This investigation complements:
- **2026-02-09 DOTENV Parameter Flattening**: Fixes action execution parameters
- **2026-02-09 URL Query Parameter Support**: Improves web UI filtering
- **Worker Heartbeat Monitoring**: Existing heartbeat mechanism (needs enhancement)

Together, these improvements address both execution correctness (parameter passing) and execution reliability (worker availability).

## Documentation Created

1. `docs/architecture/worker-availability-handling.md` - Comprehensive solution guide
   - Problem statement and current architecture
   - Detailed solutions with code examples
   - Implementation priorities and phases
   - Configuration recommendations
   - Testing strategies
   - Migration path

## Next Steps

1. **Review solutions document** with team
2. **Prioritize implementation** based on urgency and resources
3. **Create implementation tickets** for each solution
4. **Schedule deployment** of Phase 1 fixes
5. **Establish monitoring** for new metrics
6. **Document operational procedures** for worker management

## Conclusion

The executor lacks robust handling for worker unavailability, relying solely on heartbeat staleness checks with a wide time window.

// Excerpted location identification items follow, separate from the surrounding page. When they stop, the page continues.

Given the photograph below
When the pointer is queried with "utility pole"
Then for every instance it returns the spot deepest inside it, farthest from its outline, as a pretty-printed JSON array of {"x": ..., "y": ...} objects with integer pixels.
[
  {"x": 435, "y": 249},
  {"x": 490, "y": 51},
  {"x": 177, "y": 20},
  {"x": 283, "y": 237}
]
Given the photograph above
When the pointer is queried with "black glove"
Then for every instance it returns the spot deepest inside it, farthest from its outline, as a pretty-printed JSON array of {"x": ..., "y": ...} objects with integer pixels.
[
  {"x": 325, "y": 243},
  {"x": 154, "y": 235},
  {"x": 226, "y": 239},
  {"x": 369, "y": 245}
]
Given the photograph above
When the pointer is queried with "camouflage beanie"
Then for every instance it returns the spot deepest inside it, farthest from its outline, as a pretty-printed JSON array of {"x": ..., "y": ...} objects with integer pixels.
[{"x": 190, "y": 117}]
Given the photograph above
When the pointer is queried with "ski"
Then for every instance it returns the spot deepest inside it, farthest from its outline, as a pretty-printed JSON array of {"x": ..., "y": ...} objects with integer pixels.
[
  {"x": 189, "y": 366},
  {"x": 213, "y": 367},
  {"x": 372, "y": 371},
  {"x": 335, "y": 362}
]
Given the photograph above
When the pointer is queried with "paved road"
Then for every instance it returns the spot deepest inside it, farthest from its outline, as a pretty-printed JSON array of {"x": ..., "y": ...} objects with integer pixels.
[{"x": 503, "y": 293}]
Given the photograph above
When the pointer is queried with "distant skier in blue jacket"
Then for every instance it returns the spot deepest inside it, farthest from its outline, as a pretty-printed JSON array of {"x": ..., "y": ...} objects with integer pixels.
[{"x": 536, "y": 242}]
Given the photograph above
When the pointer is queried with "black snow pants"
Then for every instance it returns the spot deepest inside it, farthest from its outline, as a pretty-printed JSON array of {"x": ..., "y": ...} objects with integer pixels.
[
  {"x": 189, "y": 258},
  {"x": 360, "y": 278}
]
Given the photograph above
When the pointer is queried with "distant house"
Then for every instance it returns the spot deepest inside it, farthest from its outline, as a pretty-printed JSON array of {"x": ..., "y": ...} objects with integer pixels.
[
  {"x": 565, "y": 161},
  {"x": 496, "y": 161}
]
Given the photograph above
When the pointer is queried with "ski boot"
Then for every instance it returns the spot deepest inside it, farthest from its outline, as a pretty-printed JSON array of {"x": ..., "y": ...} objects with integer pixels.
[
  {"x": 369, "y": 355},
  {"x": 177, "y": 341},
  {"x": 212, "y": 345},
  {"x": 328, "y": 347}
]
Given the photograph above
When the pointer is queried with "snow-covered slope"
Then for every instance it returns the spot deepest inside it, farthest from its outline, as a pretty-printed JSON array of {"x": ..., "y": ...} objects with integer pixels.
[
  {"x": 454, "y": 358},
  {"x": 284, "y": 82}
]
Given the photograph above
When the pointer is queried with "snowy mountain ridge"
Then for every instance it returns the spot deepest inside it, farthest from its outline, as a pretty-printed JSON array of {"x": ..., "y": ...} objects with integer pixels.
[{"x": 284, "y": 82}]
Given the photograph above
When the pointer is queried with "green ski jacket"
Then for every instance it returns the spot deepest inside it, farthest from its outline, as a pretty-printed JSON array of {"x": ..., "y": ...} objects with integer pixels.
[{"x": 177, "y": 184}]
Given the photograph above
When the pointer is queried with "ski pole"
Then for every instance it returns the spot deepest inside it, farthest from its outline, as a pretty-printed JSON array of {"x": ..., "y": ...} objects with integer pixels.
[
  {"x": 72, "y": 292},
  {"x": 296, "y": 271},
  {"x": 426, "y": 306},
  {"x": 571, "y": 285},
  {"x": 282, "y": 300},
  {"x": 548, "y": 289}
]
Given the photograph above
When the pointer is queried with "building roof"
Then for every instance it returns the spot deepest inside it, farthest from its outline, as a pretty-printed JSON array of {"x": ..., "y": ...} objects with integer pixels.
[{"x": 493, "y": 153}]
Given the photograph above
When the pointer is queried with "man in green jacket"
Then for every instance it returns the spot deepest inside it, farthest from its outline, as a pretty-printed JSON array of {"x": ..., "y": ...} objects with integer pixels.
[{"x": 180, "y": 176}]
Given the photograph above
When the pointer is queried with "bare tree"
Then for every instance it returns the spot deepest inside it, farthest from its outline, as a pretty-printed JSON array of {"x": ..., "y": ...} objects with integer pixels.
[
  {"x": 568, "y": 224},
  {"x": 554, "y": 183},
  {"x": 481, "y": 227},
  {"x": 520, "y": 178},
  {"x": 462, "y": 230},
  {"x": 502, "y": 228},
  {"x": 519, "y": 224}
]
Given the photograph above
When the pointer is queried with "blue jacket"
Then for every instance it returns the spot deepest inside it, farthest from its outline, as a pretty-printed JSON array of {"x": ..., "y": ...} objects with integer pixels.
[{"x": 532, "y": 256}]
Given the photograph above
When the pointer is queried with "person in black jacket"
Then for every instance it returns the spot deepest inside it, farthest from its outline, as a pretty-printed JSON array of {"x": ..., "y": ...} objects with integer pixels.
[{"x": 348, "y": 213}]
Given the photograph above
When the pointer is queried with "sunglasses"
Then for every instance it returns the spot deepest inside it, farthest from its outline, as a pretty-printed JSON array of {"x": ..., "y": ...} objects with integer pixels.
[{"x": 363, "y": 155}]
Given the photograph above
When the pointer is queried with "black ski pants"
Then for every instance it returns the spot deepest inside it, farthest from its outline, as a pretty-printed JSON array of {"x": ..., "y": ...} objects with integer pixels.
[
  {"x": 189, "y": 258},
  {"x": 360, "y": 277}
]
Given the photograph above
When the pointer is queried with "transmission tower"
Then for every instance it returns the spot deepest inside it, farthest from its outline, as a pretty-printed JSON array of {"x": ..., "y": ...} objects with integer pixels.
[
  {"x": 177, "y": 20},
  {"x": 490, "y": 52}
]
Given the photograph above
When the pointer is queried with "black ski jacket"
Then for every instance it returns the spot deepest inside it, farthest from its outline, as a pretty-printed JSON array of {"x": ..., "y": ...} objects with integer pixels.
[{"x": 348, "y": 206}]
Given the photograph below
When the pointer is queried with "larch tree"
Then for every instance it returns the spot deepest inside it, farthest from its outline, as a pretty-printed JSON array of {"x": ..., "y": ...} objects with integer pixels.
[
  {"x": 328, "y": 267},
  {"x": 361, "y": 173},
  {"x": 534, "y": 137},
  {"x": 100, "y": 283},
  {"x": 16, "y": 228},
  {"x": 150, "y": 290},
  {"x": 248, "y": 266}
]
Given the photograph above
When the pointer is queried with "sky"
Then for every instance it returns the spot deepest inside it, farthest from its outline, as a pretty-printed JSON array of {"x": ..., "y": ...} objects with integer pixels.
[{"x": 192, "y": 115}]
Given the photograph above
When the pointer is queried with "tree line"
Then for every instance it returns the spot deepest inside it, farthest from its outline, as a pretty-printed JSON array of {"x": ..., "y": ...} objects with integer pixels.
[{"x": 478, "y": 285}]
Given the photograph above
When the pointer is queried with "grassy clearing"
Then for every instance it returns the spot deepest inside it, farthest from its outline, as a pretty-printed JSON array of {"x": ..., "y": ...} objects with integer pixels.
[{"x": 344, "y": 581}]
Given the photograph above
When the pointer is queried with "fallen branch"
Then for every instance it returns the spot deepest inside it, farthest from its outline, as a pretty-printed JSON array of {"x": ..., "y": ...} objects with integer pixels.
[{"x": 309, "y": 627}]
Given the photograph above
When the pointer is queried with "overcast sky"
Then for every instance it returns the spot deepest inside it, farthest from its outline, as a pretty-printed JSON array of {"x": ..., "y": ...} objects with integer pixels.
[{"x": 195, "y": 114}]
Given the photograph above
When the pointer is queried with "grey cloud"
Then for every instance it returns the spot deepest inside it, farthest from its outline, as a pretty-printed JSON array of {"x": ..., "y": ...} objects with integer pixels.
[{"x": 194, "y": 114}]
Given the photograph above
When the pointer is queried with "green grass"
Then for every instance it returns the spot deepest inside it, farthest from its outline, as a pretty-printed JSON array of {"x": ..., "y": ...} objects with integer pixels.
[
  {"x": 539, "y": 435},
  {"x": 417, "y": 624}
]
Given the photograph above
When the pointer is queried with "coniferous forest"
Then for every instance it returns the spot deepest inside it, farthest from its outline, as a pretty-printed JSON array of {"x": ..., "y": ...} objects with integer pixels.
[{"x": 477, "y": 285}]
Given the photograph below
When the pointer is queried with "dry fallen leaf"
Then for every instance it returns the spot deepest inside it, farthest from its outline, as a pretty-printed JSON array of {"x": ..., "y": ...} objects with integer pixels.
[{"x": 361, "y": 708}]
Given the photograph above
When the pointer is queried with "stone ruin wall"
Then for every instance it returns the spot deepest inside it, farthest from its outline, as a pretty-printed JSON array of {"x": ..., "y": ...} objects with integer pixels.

Multiple complementary solutions are needed:

- **Short-term**: Timeout monitor + graceful shutdown (prevents indefinite stuck state)
- **Medium-term**: Queue TTL + DLQ (prevents message buildup)
- **Long-term**: Health probes + retry logic (improves reliability)

**Priority**: Phase 1 solutions should be implemented immediately as they address critical operational gaps that affect system reliability and user experience.